Inside Java Virtual Threads: Architecture, Scheduling, and Performance

Virtual threads (Project Loom) represent a fundamental shift in how Java handles concurrent workloads. Rather than a simple API change, they introduce a new execution model built on continuations and cooperative scheduling. This article explores the internals: what virtual threads are, how they interact with the JVM scheduler, their performance implications, and where they fit alongside reactive and async patterns.

1. Platform Threads vs. Virtual Threads

Platform Threads (1:1 Model)

Traditionally, Java threads map directly to OS threads (1:1 model). Each java.lang.Thread:

Allocates 1–2 MB of stack memory (OS-dependent)
Has its own kernel context and registers
Carries full scheduling responsibility to the OS kernel
Limits practical concurrency to thousands (before memory/scheduler exhaustion)

For I/O-bound workloads (network requests, database queries), most platform threads spend time blocked, wasting OS resources.

Virtual Threads (Many-to-One Model)

Virtual threads are lightweight, user-space threads managed by the JVM. Key properties:

Minimal memory footprint (~200 bytes vs. 1+ MB)
Scheduled on a limited pool of carrier threads (OS threads)
Automatically suspended when blocking on I/O or other I/O operations
Can scale to millions of concurrent instances on modest hardware

Virtual threads don’t replace platform threads; they’re a higher-level abstraction sitting on top of them.

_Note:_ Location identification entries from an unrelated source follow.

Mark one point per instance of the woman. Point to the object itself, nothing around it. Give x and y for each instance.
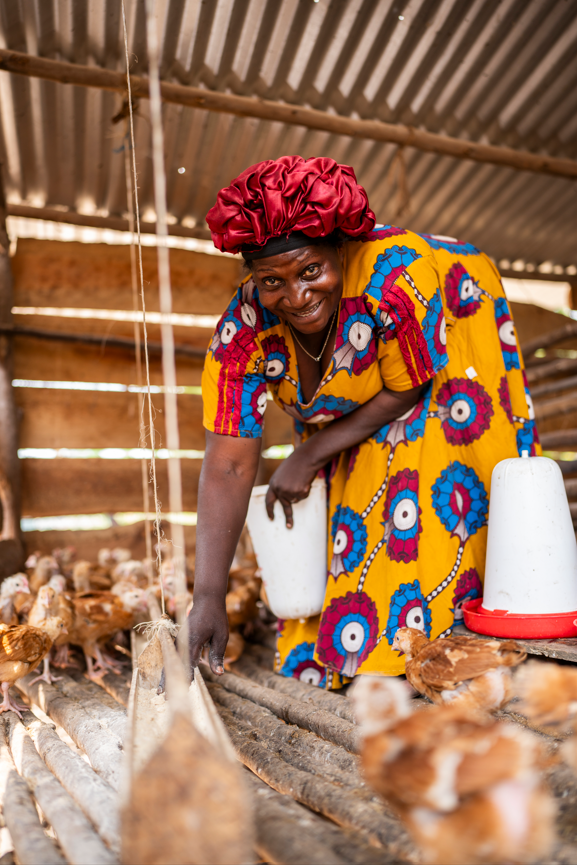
(396, 355)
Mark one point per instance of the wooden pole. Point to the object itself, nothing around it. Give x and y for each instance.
(11, 549)
(116, 223)
(102, 341)
(244, 106)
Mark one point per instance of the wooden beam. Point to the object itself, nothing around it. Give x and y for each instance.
(11, 549)
(567, 331)
(115, 222)
(295, 115)
(92, 339)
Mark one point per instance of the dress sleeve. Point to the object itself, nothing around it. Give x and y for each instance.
(412, 327)
(233, 381)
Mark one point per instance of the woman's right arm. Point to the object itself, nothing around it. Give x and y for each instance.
(226, 480)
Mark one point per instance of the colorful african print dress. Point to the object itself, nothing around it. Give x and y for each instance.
(408, 507)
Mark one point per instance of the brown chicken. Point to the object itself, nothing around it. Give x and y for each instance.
(548, 695)
(22, 648)
(53, 601)
(467, 787)
(88, 577)
(97, 616)
(12, 590)
(45, 567)
(463, 670)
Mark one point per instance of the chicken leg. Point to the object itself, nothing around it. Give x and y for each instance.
(10, 705)
(46, 676)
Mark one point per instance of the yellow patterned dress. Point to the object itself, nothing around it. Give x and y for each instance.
(408, 507)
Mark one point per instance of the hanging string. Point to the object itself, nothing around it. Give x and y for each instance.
(137, 349)
(167, 334)
(157, 510)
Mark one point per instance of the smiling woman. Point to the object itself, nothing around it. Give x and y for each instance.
(397, 358)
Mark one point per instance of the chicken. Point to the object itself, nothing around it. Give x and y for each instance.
(510, 822)
(467, 787)
(132, 570)
(49, 603)
(241, 603)
(45, 567)
(22, 648)
(109, 558)
(10, 589)
(461, 670)
(97, 616)
(65, 558)
(88, 577)
(548, 694)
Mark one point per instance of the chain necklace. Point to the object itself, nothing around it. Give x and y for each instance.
(324, 344)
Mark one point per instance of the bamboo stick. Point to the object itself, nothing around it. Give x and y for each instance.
(245, 106)
(371, 819)
(31, 843)
(554, 386)
(291, 834)
(554, 367)
(319, 721)
(80, 843)
(334, 703)
(555, 407)
(552, 338)
(116, 223)
(102, 749)
(559, 439)
(91, 339)
(300, 748)
(96, 798)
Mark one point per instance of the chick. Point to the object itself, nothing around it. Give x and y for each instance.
(133, 570)
(10, 589)
(548, 694)
(467, 787)
(45, 567)
(461, 670)
(510, 822)
(44, 607)
(22, 648)
(88, 577)
(98, 615)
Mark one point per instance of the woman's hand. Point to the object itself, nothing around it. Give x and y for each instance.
(291, 483)
(208, 624)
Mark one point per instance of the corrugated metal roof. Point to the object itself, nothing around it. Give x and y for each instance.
(498, 71)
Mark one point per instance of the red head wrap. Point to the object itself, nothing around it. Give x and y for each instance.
(315, 196)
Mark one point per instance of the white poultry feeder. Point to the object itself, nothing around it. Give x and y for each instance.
(531, 568)
(293, 561)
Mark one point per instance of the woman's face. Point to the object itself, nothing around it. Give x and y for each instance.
(303, 286)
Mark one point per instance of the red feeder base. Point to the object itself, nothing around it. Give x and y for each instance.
(500, 623)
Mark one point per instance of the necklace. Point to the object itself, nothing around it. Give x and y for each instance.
(324, 344)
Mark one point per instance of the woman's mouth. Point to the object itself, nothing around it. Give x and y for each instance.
(307, 312)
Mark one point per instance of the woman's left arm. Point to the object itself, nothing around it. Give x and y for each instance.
(292, 481)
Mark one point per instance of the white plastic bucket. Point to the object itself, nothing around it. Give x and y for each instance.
(531, 563)
(293, 561)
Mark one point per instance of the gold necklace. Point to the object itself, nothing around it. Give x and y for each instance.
(324, 344)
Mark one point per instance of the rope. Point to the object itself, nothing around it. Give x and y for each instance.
(136, 308)
(167, 334)
(157, 510)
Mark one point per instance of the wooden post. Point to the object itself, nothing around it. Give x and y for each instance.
(11, 549)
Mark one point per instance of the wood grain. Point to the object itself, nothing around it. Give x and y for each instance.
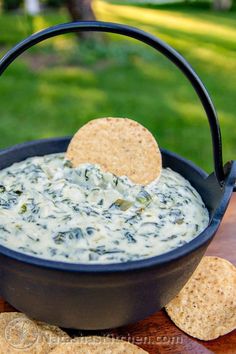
(157, 334)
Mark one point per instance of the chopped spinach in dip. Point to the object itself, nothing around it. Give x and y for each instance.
(50, 210)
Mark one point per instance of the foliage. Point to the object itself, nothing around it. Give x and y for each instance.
(59, 85)
(12, 4)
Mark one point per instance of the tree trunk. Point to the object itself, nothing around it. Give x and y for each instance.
(222, 5)
(81, 10)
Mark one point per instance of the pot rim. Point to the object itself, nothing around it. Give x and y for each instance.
(150, 262)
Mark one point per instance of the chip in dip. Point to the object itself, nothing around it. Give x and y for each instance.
(50, 210)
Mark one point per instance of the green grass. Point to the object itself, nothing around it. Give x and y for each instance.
(60, 85)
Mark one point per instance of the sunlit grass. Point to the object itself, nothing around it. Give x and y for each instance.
(123, 78)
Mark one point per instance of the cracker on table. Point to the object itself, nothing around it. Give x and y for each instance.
(119, 145)
(19, 334)
(206, 307)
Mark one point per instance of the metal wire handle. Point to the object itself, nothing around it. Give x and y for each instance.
(152, 41)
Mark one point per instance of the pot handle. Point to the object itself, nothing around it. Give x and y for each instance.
(150, 40)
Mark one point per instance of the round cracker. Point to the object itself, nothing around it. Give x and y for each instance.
(206, 307)
(97, 345)
(120, 146)
(19, 334)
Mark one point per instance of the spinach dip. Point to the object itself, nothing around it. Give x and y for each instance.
(83, 215)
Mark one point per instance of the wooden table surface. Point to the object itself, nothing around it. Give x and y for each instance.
(157, 334)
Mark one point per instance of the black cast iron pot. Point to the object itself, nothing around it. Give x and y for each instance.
(111, 295)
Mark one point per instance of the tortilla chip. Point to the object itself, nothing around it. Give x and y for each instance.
(206, 307)
(120, 146)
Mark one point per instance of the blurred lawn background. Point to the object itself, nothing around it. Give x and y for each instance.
(56, 87)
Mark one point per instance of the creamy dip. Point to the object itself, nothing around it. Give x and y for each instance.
(50, 210)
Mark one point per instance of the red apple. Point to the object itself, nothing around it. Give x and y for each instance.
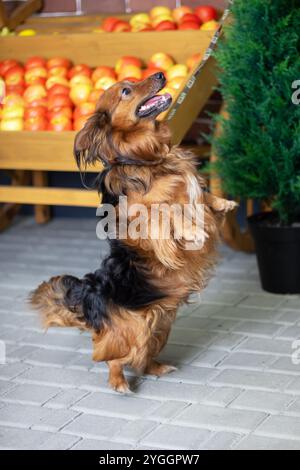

2. Carrier Threads and the JVM Scheduler

Carrier Thread Architecture

A carrier thread is a platform thread that executes virtual thread code. The JVM maintains:

Default carrier pool: typically ForkJoinPool with a size of 2 × CPU cores
Virtual thread scheduler: decides which virtual thread runs on which carrier thread

Virtual Thread 1 ─┐
Virtual Thread 2 ─┤── Carrier Thread A
Virtual Thread 3 ─┘

Virtual Thread 4 ─┐
Virtual Thread 5 ─┤── Carrier Thread B
Virtual Thread 6 ─┘

Scheduling Model

The JVM scheduler:

Mounts a virtual thread onto a carrier thread (runs it)
Suspends it when it hits a blocking point (via continuations)
Unmounts it and schedules another virtual thread on that carrier
Later, resumes the virtual thread when the blocking operation completes

This is non-preemptive, cooperative scheduling: a virtual thread yields control voluntarily, not forced by the OS.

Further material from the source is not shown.